Let's start with an example JSON schema:
{"type": "object","properties": {"foo": {"type": "string"},"bar": {"type": "integer"},"baz": {"enum": ["a", "b", "c"]}},"required": ["foo"]}
There are two key observations that allow us to make JSON schemas usable in the LLM sampling process.
- Most JSON schemas can be turned into regular expressions (see supported features here).
- A regular expression can be turned into a deterministic finite automaton (DFA), i.e. a state machine that transitions based on bytes.
Using outlines-core, we can see that the above JSON schema turns into the following regex:
Admittedly, not the prettiest thing in the world, but a regex nonetheless. A lot of the ugliness comes from handling optional whitespace, so if you strip that away it's fairly straightforward and what you would expect, i.e.
\{"foo":"<string>"(,"bar":<int>)?(,"baz":("a"|"b"|"c"))?\}
It's worth noting that, by design, this regex fixes the order of the fields in the JSON object, so it's a strict subset of valid outputs, which is okay.
Next, outlines-core uses the regex_automata crate to convert the regex to a DFA. This DFA encodes the valid per-byte transitions from any state as well as the final states that match the regex. But recall that LLMs do not output single bytes at a time, they output tokens. So the outlines-core library goes through a process to convert this DFA into an alternate DFA with the same states that has per-token transitions instead of per-byte transitions (saved in the Index object).
| Converting a regex byte-level DFA to a token-level DFA (simplified). |
To do this, it performs a breadth-first search over the DFA states using the vocabulary (set of all tokens) as the possible transitions.
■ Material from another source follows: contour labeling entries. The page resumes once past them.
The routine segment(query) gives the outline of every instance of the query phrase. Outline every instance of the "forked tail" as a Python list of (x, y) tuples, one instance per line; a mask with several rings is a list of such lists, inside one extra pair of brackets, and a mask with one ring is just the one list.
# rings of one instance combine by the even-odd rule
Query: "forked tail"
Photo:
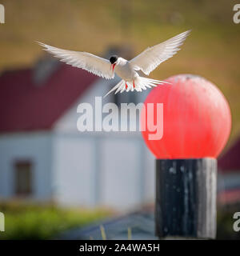
[(162, 85), (164, 83), (168, 83), (168, 82), (160, 81), (160, 80), (154, 80), (142, 77), (138, 77), (134, 82), (126, 82), (125, 80), (121, 80), (114, 88), (112, 88), (105, 96), (107, 96), (111, 92), (115, 90), (115, 94), (120, 92), (121, 94), (123, 91), (142, 91), (142, 90), (146, 90), (146, 88), (150, 88), (152, 86), (157, 86), (158, 85)]

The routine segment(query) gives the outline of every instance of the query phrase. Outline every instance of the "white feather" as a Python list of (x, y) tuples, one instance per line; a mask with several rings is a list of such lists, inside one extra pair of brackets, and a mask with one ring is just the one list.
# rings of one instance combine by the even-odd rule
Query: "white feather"
[(146, 49), (142, 53), (130, 61), (135, 70), (142, 70), (144, 74), (149, 74), (159, 64), (175, 54), (190, 30), (183, 32), (170, 39), (168, 39), (158, 45)]
[(126, 82), (122, 79), (121, 80), (114, 88), (112, 88), (105, 96), (107, 96), (109, 94), (115, 90), (115, 94), (120, 91), (120, 94), (123, 93), (124, 91), (142, 91), (142, 90), (146, 90), (146, 87), (150, 88), (153, 86), (157, 86), (158, 85), (162, 85), (164, 83), (170, 84), (168, 82), (160, 81), (160, 80), (154, 80), (142, 77), (138, 77), (134, 80), (134, 86), (132, 82)]
[(39, 42), (38, 43), (43, 46), (45, 50), (66, 64), (82, 68), (103, 78), (111, 79), (114, 77), (114, 72), (111, 70), (111, 64), (107, 59), (86, 52), (59, 49)]

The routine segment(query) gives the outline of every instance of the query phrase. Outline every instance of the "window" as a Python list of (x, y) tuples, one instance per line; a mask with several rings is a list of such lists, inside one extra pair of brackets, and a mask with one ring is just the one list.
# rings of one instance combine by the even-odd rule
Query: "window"
[(32, 164), (30, 162), (15, 163), (15, 194), (28, 196), (32, 194)]

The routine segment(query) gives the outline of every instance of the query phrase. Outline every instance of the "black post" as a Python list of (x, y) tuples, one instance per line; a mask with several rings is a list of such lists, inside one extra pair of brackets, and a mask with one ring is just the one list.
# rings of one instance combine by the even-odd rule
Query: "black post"
[(156, 235), (215, 238), (216, 196), (216, 159), (157, 159)]

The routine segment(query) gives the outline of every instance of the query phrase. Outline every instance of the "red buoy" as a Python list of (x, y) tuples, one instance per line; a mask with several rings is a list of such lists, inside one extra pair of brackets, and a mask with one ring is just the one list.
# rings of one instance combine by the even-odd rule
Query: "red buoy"
[(217, 158), (224, 148), (231, 128), (230, 110), (224, 95), (213, 83), (196, 75), (179, 74), (166, 80), (170, 84), (155, 87), (145, 104), (163, 103), (163, 136), (150, 140), (146, 126), (143, 138), (158, 159)]

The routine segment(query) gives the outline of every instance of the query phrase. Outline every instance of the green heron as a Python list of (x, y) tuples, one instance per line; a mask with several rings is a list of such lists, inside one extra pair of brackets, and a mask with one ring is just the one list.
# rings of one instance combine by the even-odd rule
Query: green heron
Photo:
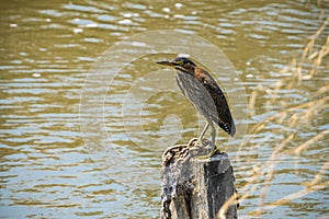
[(211, 157), (214, 155), (216, 152), (216, 128), (213, 122), (231, 137), (236, 132), (235, 122), (219, 85), (206, 70), (197, 67), (189, 58), (178, 57), (172, 61), (158, 61), (157, 64), (175, 68), (175, 79), (179, 88), (184, 96), (207, 120), (197, 138), (198, 142), (202, 142), (202, 138), (208, 127), (212, 127)]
For each token, it runs the bytes through the DFA and checks whether the resulting state is not a dead state. If so, it records the token as a valid transition and continues the search from the resulting state (if it hasn't been seen before). It builds this entire DFA upfront, which can be expensive, but once it's available, checking the transitions at a given state is constant time. That lets us easily answer the question: at any point in the LLM's output, what is the set of valid tokens that can be produced next?
LLM logits are masked based on valid token transitions provided by the DFA.
Now that we have the valid token transitions, we're ready to integrate into the inference runtime. The integration happens at the logits layer, right before we apply softmax and sample the token output. We keep track of the current state within the DFA and advance it for each generated token. And then, based on that state, it's a simple masking process where, for any token that isn't in the valid set of transitions, we set the logits to negative infinity so they won't be sampled. That's it!
What I've described is just one way to handle structured outputs for an LLM. There are various approaches that support different types of structures with different performance characteristics. One particularly interesting one is llguidance, which supports context-free grammars (in addition to JSON schema and regex) and is also super fast thanks to using token tries and sparse masks. Perhaps an interesting topic for a future post.